The government plans to set up the first of a series of regular meetings involving senior medical directors of the major sports this week in a bid to return to action as soon as possible.
The move was described by a source close to the plans as a “quickening of the pace” and intended to help sport resume “within weeks”, if progress was made.
The Chief Medical Officer’s staff would also be involved in the weekly meetings, and the Prime Minister has been briefed on the plan.
The specifics of each sport would be examined by health experts to see what protocols would be needed to get each up and running as soon as possible, meaning some would return sooner than others.
Testing, social distancing, hygiene standards and strict limits on the numbers of people allowed in venues would all be debated.
It comes just days after Culture Secretary Oliver Dowden told MPs that he had been having “productive talks” with governing bodies from across British sport on restarting following the coronavirus shutdown.
However, a return to action still depends on the government’s five tests being met, especially an increase in testing, and meeting social distancing guidelines.
Sport at all levels is on hold because of the coronavirus pandemic which has claimed the lives of more than 19,000 people in the UK.
- The Premier League, Women’s Super League and English football leagues have suspended the 2019-20 season indefinitely, while the lower-league season in Scotland has ended.
- Cricket in England and Wales remains suspended until 1 July.
- The first nine races of the Formula 1 season have been called off with the British Grand Prix scheduled to take place in July.
- The London Marathon, which had been set to take place this weekend, has been rescheduled for October.
- Rugby union’s Premiership clubs are working towards a best-case scenario of returning to action on the weekend of 3-5 July.
- Golf’s Open Championship, which had been set to take place in Kent in July, has been cancelled with the three other men’s majors rescheduled.

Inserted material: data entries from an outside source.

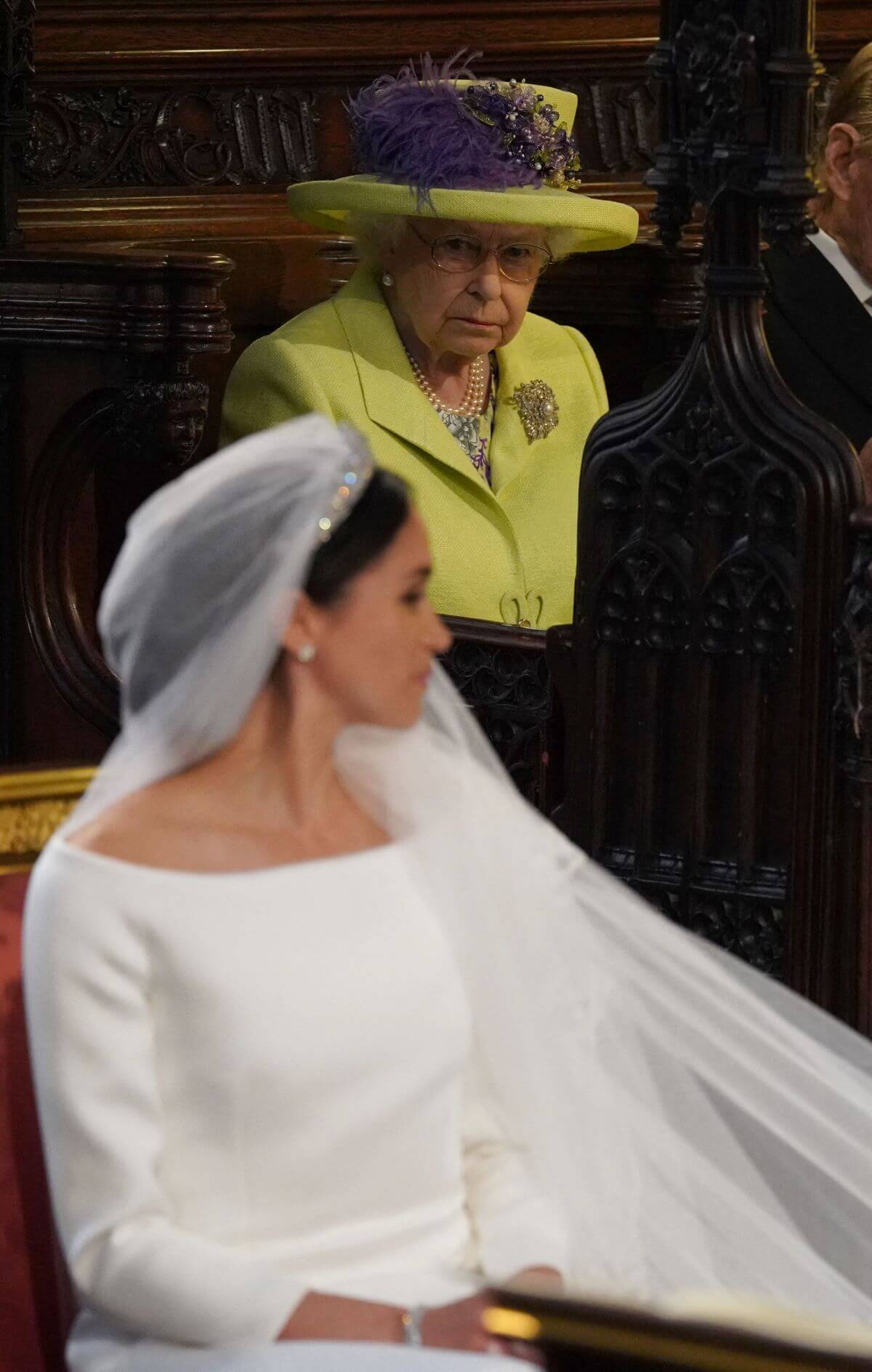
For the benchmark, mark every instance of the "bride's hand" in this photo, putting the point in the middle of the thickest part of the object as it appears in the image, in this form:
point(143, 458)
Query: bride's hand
point(457, 1325)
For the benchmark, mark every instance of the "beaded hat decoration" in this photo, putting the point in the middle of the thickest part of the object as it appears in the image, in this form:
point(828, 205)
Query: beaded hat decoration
point(440, 128)
point(531, 129)
point(436, 142)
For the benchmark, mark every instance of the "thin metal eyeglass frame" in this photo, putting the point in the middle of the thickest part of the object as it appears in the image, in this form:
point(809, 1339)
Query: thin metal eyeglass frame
point(484, 254)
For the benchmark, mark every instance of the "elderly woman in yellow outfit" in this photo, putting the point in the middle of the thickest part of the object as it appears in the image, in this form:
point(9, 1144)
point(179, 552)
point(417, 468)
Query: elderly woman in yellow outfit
point(431, 352)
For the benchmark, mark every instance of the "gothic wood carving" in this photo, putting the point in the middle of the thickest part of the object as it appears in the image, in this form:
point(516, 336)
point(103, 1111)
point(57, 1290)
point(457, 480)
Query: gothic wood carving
point(17, 18)
point(504, 678)
point(177, 136)
point(714, 544)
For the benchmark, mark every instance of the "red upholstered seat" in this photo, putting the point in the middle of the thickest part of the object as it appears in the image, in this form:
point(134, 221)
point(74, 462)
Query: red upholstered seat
point(35, 1307)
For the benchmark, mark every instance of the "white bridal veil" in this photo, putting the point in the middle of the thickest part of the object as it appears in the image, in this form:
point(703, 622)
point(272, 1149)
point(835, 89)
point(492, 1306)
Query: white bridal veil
point(700, 1126)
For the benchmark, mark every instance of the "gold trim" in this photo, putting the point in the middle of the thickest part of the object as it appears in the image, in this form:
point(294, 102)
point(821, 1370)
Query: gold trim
point(512, 1324)
point(37, 783)
point(652, 1345)
point(33, 804)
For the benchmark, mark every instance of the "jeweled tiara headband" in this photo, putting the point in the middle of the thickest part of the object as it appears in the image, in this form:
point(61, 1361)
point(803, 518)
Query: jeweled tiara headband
point(357, 477)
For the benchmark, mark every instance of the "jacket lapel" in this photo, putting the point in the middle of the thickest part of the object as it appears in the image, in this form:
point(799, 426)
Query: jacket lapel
point(805, 288)
point(391, 394)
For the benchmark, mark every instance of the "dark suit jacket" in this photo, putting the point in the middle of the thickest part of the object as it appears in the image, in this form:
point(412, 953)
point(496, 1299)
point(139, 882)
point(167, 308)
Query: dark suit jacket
point(820, 338)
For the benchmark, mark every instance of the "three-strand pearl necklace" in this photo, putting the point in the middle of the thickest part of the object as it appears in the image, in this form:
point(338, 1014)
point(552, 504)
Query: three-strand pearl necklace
point(473, 395)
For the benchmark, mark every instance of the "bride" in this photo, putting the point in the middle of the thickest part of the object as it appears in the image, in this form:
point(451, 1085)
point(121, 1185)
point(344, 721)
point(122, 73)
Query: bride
point(329, 1029)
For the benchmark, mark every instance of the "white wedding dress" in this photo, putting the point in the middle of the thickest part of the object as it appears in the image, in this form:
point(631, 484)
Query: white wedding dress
point(255, 1084)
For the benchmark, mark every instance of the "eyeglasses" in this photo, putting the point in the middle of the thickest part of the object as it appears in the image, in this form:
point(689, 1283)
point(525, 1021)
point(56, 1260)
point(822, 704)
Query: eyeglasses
point(516, 261)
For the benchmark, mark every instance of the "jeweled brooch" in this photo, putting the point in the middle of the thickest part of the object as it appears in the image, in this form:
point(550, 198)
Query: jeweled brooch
point(538, 409)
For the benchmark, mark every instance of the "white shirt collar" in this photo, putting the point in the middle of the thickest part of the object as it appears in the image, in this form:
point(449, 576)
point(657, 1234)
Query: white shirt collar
point(849, 273)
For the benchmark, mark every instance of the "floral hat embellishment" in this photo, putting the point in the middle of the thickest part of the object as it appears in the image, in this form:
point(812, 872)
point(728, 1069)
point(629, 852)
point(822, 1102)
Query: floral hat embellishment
point(538, 409)
point(531, 129)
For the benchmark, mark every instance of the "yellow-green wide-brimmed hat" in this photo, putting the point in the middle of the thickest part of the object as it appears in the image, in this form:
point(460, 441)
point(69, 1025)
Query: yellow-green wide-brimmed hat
point(586, 224)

The meetings are viewed as preparatory, and intended to avoid a further delay to seasons being resumed once approval is granted, rather than a sign that it was imminent. Indeed, there is an acceptance that the plans being put in place may not end up being implemented for months if progress elsewhere is not made.
Government officials have accepted that at this stage, sport would only be able to take place behind closed doors.
But there is a recognition that it may provide many people with a much-needed boost to morale after months of lockdown.
Officials are known to be nervous however about the prospect of fans congregating in large numbers outside stadia to celebrate if titles for instance are confirmed.
Dowden said this week that the Premier League was considering making some behind-closed-doors fixtures available free-to-air when the season restarts.
But officials are said to be mindful of commercial contracts with broadcasters Sky and BT, and recognise the importance of the revenue they generate to the sport more widely.
The Premier League holds its next meeting on Friday.